To determine whether the golf-course operator can profit by charging different prices during the week and on the weekend, we need to consider the demand and capacity constraints.
a) Firstly, let's determine the weekday greens fee and the number of rounds played on the weekend. We can use the demand equations provided:
Weekday demand: Pd = 36 – Qd/10
Weekend demand: Pw = 50 – Qw/12
Given that the capacity of the course is 240 rounds per day, we can set up an equation to find the number of rounds played on the weekend:
Weekday rounds + Weekend rounds = Total capacity
Qd + Qw = 240
To maximize profit, the operator will set prices that maximize revenue. Revenue is calculated by multiplying the price per round by the number of rounds played:
Weekday revenue: Rd = Pd * Qd
Weekend revenue: Rw = Pw * Qw
Now, we need to differentiate between the weekday and weekend rounds to find the optimal pricing strategy.
Since profit is equal to revenue minus costs, we need to consider any additional costs associated with playing on weekdays or weekends.
If we assume that the costs are the same regardless of whether it is a weekday or weekend round (i.e., negligible wear and tear), then we can simply focus on maximizing revenue.
To find the optimal pricing strategy, we need to maximize the revenue equations. This can be done by finding the derivative of the revenue equations with respect to the number of rounds and setting them equal to zero.
d(Rd)/dQd = 36 - Qd/5 = 0
d(Rw)/dQw = 50 - Qw/6 = 0
Solving these equations, we find:
Qd = 180 rounds
Qw = 120 rounds
Substituting these values into the demand equations, we can find the corresponding prices:
Pd = 36 - 180/10 = 36 - 18 = $18
Pw = 50 - 120/12 = 50 - 10 = $40
Therefore, the operator should set the greens fee to $18 on weekdays and $40 on weekends. The number of rounds played on the weekend will be 120.
b) When weekend prices skyrocket and the price difference between weekdays and weekends increases, more people are likely to choose to play during the week instead. This is because the higher weekend prices make playing on weekdays comparatively cheaper.
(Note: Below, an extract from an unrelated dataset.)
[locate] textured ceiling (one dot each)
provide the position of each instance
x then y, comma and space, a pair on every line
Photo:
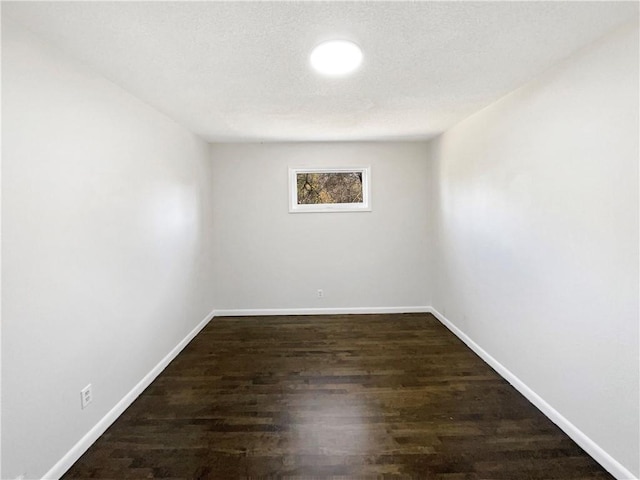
239, 71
As more golfers choose to play during the week, the demand for weekday rounds increases (Qd increases) and the demand for weekend rounds decreases (Qw decreases).
As a result, the operator may need to adjust the pricing policy to find a balance between maximizing revenue on weekends and weekdays. In this case, to attract more golfers back to the weekends, the operator may consider reducing the weekend prices or narrowing the price difference between weekdays and weekends.
Ultimately, the pricing policy will depend on the operator's objectives, market conditions, and the balance between revenue generation and customer satisfaction.
The problem doesn't state what Pw is, so assuming that is the price per round on the weekend, then:
weekend profit = Pw x Qw
daily profit = Pd x Qd
Take the 1st derivative of each of these, set equal to zero, and solve for the maximum value of the profit.